While the plot is cobbled together from pieces of better genre movies and there are the usual staggering lapses in logic found in most ’70s and ’80s Italian horror, Fulci does deliver with some impressive death scenes that include a young woman “snailed” to death (watch the movie and you’ll understand), an art museum sequence that turns creatively bloody, and a nifty decapitation. What is surprising, given Fulci’s reputation, is the relative restraint when it comes to the killings. While they are suitably bloody for what happens in each, they never go over-the-top in terms of the gore. I can’t decide if that is a compliment or a complaint.

 

 

There is a surreal tone to the film outside of the murder sequences and the Anderson-Eva romance. Most of this has to do with setting the film in a women’s college, but writing all the characters to behave as though they are immature middle-schoolers. I almost wonder if the original draft of the script was intended for a younger cast, but the producers decided to change the ages of the characters to include a smattering of sex and nudity without changing any of the character attributes?

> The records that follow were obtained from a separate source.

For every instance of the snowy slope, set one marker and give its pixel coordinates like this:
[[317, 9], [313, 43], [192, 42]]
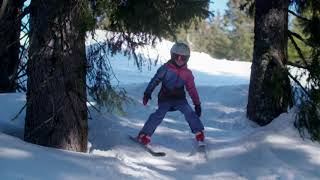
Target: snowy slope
[[237, 148]]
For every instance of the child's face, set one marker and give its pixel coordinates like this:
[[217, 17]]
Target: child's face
[[181, 60]]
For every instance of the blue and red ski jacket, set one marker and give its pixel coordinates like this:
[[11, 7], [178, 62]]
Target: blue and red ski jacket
[[174, 79]]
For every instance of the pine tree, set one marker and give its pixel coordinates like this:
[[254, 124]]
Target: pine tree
[[56, 113], [269, 90], [240, 31], [10, 22]]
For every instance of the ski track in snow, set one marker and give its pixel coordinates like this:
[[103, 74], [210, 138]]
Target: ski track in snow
[[236, 147]]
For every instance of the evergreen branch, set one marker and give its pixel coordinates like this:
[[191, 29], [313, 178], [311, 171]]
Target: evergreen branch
[[296, 65], [17, 115], [24, 12], [299, 37], [298, 16], [297, 48], [296, 81]]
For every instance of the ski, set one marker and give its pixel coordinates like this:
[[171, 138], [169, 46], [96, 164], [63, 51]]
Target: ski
[[147, 147]]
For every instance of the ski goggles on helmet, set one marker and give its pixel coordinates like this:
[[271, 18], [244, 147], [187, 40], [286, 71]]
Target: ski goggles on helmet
[[184, 58]]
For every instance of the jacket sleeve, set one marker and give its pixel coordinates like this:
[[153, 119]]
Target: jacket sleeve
[[157, 78], [192, 90]]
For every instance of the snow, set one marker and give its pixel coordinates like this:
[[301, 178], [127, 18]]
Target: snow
[[236, 147]]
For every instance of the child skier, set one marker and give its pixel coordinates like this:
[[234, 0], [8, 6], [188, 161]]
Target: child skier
[[174, 76]]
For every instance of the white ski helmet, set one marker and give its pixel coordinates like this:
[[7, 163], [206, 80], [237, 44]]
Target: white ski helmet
[[180, 49]]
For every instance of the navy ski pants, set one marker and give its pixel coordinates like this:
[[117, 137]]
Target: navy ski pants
[[156, 118]]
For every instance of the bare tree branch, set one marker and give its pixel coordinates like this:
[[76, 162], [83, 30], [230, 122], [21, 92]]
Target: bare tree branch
[[298, 16], [298, 49]]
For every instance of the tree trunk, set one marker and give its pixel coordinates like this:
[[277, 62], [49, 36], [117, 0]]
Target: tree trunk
[[269, 90], [9, 45], [56, 114]]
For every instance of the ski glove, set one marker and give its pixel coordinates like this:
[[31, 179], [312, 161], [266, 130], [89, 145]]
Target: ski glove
[[146, 98], [197, 109]]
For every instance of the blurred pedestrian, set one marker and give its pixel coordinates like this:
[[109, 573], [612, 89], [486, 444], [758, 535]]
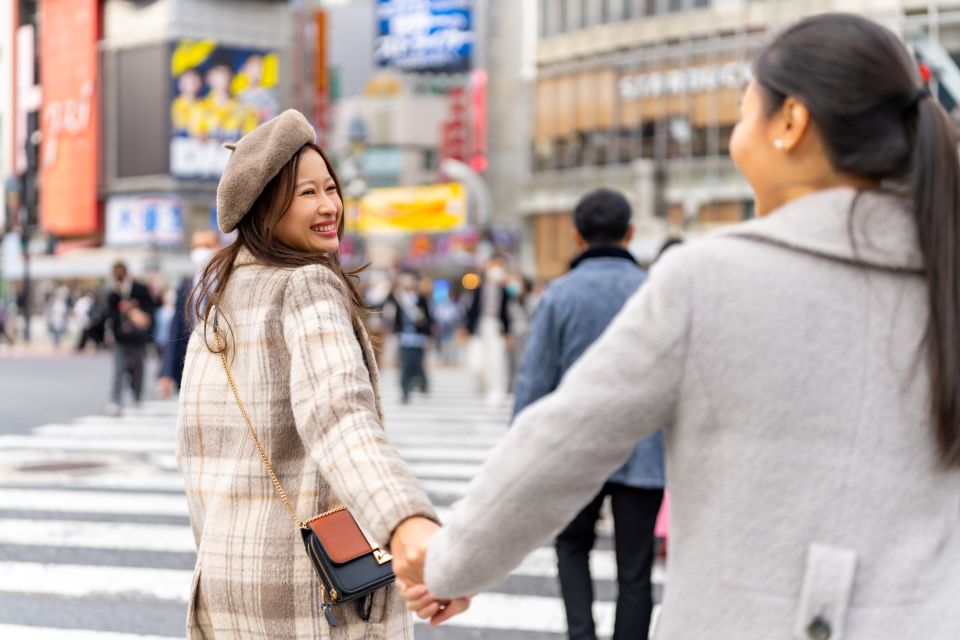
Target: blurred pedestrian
[[3, 322], [203, 244], [488, 323], [57, 314], [573, 313], [130, 307], [448, 317], [516, 291], [287, 320], [412, 325], [83, 317], [803, 366], [162, 321]]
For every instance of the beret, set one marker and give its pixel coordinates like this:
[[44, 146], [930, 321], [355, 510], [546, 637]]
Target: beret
[[256, 159]]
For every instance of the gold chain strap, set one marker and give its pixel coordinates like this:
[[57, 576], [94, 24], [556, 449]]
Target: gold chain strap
[[222, 351]]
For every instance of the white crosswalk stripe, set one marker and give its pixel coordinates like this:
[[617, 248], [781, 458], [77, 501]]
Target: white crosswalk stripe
[[74, 498]]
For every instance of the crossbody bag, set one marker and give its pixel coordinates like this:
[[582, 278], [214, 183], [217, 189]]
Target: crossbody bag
[[349, 565]]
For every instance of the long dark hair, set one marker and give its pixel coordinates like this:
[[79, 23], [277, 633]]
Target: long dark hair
[[256, 234], [864, 93]]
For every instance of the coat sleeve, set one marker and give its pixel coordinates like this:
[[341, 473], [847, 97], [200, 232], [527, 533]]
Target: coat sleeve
[[540, 367], [562, 448], [335, 408]]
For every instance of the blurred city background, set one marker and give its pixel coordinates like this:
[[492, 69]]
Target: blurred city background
[[463, 133]]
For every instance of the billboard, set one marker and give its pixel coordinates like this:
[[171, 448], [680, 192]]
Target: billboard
[[424, 35], [68, 124], [219, 94], [429, 209], [138, 221]]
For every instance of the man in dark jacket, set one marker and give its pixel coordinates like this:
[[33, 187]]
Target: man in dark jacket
[[574, 311], [130, 310], [413, 325], [203, 244]]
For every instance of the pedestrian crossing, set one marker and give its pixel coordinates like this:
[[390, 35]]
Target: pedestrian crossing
[[95, 542]]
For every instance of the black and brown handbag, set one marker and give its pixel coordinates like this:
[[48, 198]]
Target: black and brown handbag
[[349, 564]]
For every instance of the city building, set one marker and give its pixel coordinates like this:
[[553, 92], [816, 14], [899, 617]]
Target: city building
[[127, 122], [641, 95]]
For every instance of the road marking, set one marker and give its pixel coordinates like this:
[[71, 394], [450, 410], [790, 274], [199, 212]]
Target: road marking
[[98, 535], [93, 502], [22, 632], [79, 581]]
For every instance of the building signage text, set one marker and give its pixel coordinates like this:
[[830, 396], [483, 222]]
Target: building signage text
[[677, 82]]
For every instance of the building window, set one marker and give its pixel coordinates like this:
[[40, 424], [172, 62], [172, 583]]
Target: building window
[[607, 11], [573, 18]]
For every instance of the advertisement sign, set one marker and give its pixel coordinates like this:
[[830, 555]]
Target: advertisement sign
[[429, 209], [68, 153], [220, 94], [140, 221], [424, 35]]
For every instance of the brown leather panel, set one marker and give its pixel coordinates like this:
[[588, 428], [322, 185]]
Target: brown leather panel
[[341, 537]]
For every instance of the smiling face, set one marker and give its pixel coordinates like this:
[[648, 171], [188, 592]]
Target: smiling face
[[311, 221], [752, 144]]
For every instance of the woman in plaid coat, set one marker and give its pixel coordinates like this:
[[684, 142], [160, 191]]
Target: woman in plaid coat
[[304, 367]]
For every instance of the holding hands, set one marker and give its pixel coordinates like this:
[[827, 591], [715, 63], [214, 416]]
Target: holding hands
[[409, 549]]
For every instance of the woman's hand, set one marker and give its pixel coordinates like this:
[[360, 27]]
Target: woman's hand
[[429, 607], [408, 546]]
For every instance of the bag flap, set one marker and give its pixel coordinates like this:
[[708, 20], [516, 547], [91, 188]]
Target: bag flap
[[341, 536]]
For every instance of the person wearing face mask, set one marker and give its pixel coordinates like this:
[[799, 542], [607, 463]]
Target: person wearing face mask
[[488, 323], [202, 246], [413, 326]]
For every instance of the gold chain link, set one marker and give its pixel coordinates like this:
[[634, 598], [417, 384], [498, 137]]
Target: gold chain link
[[222, 350]]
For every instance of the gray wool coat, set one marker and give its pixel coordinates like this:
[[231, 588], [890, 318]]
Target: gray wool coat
[[307, 376], [786, 366]]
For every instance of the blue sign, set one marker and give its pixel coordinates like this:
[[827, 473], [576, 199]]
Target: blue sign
[[425, 35]]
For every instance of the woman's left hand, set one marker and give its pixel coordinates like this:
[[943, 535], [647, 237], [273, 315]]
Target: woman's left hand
[[429, 607]]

I suppose I could probably research that idea, but frankly, AENIGMA does not warrant that much effort.

 

 

Despite all the strange touches that Fulci gives it (including some impressive visual flairs of a murder reflected in character’s eye and a hallucinatory sex scene), AENIGMA remains a fairly middle-of-the-road potboiler. A nice final twist aside, the plot driving the film is never nearly as interesting as the strange tangents that keep it watchable. There is entertainment value to be had; it just happens in short bursts between long stretches of exposition laying out what the viewer understood thirty minutes earlier. You can definitely do worse, but this one is really only for Fulci completists.